Novel human TEF-1 isoforms exhibit altered DNA binding and functional properties.

The transcriptional enhancer factor-1 (TEF-1) is a member of the TEA/ATTS domain family. TEF-1 binds to GT-IIC (GGAATG), SphI (AGTATG), SphII (AGCATG), and M-CAT (GGTATG) response elements and is involved in the transactivation of a variety of genes, including the SV40 large T antigen, mammalian muscle-specific genes, and human chorionic somatomammotropin genes. Also, TEF-1 acts as a transcriptional repressor in placental cells, possibly through interaction with the TATA binding protein (TBP), preventing TBP binding to the TATA box.
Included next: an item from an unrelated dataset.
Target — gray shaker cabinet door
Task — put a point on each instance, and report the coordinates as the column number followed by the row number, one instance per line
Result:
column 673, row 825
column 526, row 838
Here we describe the cloning, tissue-specific expression pattern, and functional characterization of two novel TEF-1 isoforms, TEF-1beta and TEF-1gamma. These isoforms most likely arise from alternative splicing of mRNA transcribed from a single gene and involve substitutions and/or insertions in a region immediately following the DNA binding domain. TEF-1beta appears to be widely distributed like the prototypic TEF-1, designated TEF-1alpha, whereas TEF-1gamma exhibits a narrower tissue-specific expression pattern that includes pancreas, kidney, and skeletal and heart muscle. The relatively limited sequence alterations among these isoforms cause significant changes in their DNA binding and transcriptional activities. TEF-1beta and TEF-1gamma bind to GT-IIC sequences with higher affinity and repress hCS promoter more efficiently than TEF-1alpha. These results suggest that each TEF-1 isoform may play unique regulatory roles in various tissues.